John Steinbeck and Peru: two things I never thought might go together.

My wife, whom I appreciate very much, has a habit of purchasing for me unexpected and unrequested used books at random from here or there and surprising me with them.

This time, it was Steinbeck’s novel on the vast cultural and geographical landscape of the U.S.A, “Travels with Charley: In Search of America,” Charley being the French poodle he took with him gallivanting across the continent.

It was an odd juxtaposition, I’ll tell you, reading an accounting of my home country from 1961 while traveling in such a foreign locale as the “high jungle” of Peru.

Steinbeck was pushing sixty when, out of restlessness and speculatively because he knew he was dying, he decided to transit the nation in an outfitted proto-RV called Rocinante (named after Don Quixote’s horse) and document what he found in written word.

I found many of the quotes apropos and relatable, particularly related to his self-admitted wanderlust, a recurring theme throughout the book:

I saw in their eyes something I was to see over and over in every part of the nation—a burning desire to go, to move, to get under way, anyplace, away from any HERE. They spoke quietly of how they wanted to go someday, to move about, free and unanchored, not toward something but away from something. I saw this look and heard this yearning everywhere in every states I visited. Nearly every American hungers to move...

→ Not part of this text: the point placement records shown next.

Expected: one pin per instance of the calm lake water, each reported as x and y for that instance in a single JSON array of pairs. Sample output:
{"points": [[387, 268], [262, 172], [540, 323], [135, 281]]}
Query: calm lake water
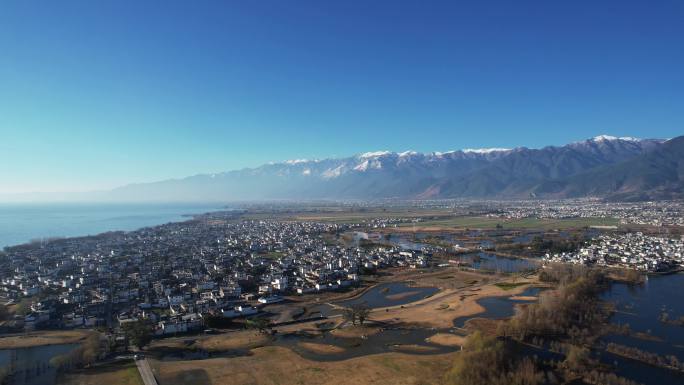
{"points": [[32, 365], [20, 223]]}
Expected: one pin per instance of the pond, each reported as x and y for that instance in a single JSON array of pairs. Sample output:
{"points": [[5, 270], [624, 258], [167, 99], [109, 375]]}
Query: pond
{"points": [[31, 366], [490, 262], [391, 294], [640, 307]]}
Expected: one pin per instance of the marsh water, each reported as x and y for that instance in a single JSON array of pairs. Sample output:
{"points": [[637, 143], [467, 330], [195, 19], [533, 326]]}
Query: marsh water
{"points": [[491, 262], [391, 294], [640, 307], [31, 366]]}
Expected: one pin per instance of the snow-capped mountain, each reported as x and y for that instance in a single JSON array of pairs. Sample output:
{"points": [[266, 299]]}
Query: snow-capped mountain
{"points": [[489, 172]]}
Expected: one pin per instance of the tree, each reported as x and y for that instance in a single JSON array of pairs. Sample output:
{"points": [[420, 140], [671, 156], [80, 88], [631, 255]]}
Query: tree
{"points": [[4, 314], [138, 332], [357, 311], [263, 325]]}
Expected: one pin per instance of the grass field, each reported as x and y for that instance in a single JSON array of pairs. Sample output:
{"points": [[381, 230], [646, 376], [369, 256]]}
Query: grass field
{"points": [[43, 338], [119, 373], [278, 365]]}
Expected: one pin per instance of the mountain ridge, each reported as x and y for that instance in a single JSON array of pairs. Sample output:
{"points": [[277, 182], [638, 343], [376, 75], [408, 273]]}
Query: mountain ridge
{"points": [[519, 172]]}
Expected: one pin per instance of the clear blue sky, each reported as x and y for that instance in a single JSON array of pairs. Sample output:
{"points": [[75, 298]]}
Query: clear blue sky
{"points": [[96, 94]]}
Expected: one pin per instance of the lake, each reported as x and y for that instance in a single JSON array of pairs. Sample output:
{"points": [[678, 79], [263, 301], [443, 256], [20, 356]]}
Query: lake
{"points": [[31, 366], [21, 223]]}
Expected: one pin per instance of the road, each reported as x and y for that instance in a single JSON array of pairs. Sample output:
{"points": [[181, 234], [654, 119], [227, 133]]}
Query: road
{"points": [[146, 372]]}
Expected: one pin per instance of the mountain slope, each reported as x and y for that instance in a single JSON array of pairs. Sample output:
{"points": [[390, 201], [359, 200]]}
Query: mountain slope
{"points": [[655, 175], [486, 173]]}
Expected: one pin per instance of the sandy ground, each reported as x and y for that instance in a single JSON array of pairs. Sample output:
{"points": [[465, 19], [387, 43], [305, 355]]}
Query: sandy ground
{"points": [[446, 339], [321, 348], [43, 338], [523, 298], [277, 365], [357, 331], [440, 310]]}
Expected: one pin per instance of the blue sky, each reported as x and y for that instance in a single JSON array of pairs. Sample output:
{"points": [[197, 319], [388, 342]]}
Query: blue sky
{"points": [[97, 94]]}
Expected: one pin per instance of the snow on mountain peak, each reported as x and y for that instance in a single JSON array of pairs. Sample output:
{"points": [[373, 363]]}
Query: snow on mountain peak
{"points": [[374, 154], [407, 153], [296, 161], [485, 150], [601, 138]]}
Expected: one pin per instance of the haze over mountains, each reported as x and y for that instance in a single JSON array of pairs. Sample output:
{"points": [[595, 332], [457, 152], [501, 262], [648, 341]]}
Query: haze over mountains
{"points": [[604, 166], [617, 168]]}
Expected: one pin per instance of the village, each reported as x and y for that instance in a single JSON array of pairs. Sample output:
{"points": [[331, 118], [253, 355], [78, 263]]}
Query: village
{"points": [[631, 250], [176, 274]]}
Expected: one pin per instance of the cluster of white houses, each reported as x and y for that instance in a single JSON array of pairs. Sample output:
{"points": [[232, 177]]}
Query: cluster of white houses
{"points": [[177, 274], [632, 250]]}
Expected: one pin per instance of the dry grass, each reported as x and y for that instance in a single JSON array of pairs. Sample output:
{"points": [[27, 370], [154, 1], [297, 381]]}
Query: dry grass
{"points": [[446, 339], [278, 365], [441, 309], [240, 340]]}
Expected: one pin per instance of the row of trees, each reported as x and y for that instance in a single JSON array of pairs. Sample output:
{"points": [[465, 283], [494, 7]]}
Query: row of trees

When I was very young and the urge to be someplace else was on me, I was assured by mature people that maturity would cure this itch. When years described me as mature, the remedy prescribed was middle age. In middle age I was assured greater age would calm my fever and now that I am fifty-eight perhaps senility will do the job. Nothing has worked. Four hoarse blasts of a ships's whistle still raise the hair on my neck and set my feet to tapping. The sound of a jet, an engine warming up, even the clopping of shod hooves on pavement brings on the ancient shudder, the dry mouth and vacant eye, the hot palms and the churn of stomach high up under the rib cage. In other words, once a bum always a bum. I fear this disease incurable. I set this matter down not to instruct others but to inform myself....A journey is a person in itself; no two are alike. And all plans, safeguards, policing, and coercion are fruitless. We find after years of struggle that we not take a trip; a trip takes us.

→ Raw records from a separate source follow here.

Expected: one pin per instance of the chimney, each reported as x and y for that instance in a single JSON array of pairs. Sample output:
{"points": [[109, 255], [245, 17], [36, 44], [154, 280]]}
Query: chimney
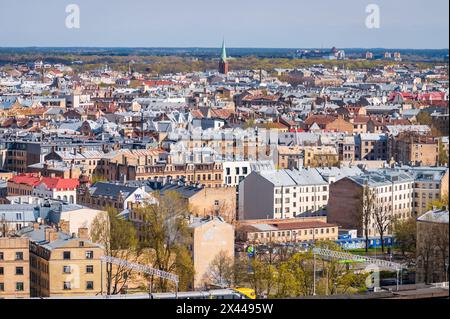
{"points": [[83, 233], [51, 234], [64, 225]]}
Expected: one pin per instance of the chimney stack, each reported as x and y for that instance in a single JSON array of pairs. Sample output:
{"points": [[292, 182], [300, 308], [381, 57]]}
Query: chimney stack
{"points": [[51, 234], [83, 233], [64, 225]]}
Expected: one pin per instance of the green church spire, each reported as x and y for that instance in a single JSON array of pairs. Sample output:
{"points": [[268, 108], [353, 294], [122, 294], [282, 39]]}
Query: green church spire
{"points": [[223, 56]]}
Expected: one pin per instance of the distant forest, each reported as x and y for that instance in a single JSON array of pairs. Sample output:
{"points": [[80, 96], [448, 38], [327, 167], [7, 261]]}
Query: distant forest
{"points": [[173, 60]]}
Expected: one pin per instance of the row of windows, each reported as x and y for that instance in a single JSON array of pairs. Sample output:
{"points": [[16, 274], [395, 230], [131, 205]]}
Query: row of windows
{"points": [[237, 170], [89, 254], [295, 233], [18, 255], [18, 271], [301, 209], [303, 190], [67, 285], [301, 199], [68, 269], [19, 286]]}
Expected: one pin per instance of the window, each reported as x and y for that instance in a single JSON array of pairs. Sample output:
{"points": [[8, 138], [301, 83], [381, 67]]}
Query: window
{"points": [[19, 286], [89, 285], [19, 270]]}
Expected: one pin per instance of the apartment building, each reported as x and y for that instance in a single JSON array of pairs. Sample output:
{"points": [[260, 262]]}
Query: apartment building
{"points": [[320, 156], [289, 157], [414, 149], [13, 217], [371, 146], [430, 184], [14, 267], [131, 164], [63, 264], [393, 193], [346, 148], [234, 172], [102, 195], [274, 194], [64, 189], [432, 246], [210, 237]]}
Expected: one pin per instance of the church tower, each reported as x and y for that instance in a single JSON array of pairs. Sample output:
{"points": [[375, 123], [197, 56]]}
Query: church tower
{"points": [[223, 63]]}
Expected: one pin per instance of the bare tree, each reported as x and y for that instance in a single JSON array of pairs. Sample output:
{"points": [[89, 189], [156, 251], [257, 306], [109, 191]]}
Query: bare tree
{"points": [[382, 217], [220, 272], [365, 210], [118, 238]]}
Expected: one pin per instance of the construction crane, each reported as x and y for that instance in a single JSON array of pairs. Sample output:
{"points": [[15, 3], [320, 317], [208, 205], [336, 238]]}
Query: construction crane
{"points": [[143, 269], [332, 254]]}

I too, have had the burning desire to go anywhere but HERE all my life, particularly in my teens and twenties. Is that urge uniquely American? Maybe.

At many points throughout the novel, Steinbeck sounds much like a forerunner to the Unabomber three decades prior, whose manifesto regarding the impact of technological “progress” on society was, itself, prescient, speculating that what we call “progress” might have social and psychological consequences we can scarcely appreciate because we are biased to believe by default that the current state of affairs will continue indefinitely:

I wonder why progress looks so much like destruction…

We, or at least I, can have no conception of human life and human thought in a hundred years or fifty years. Perhaps my greatest wisdom is the knowledge that I do not know…

It occurs to me that just as the Carthaginians hired mercenaries to do their fighting for them, we Americans being in mercenaries to do our hard and humble work. I hope we may not be overwhelmed one day by peoples not too proud or too lazy or too soft to bend to the earth and pick up the things we eat.

                 RelatedThe Unabomber NAILED Liberal Psychosis in 1995

The reflections of such a poignant observer in his twilight are a worthy read — in Peru or his hometown of Salinas, California.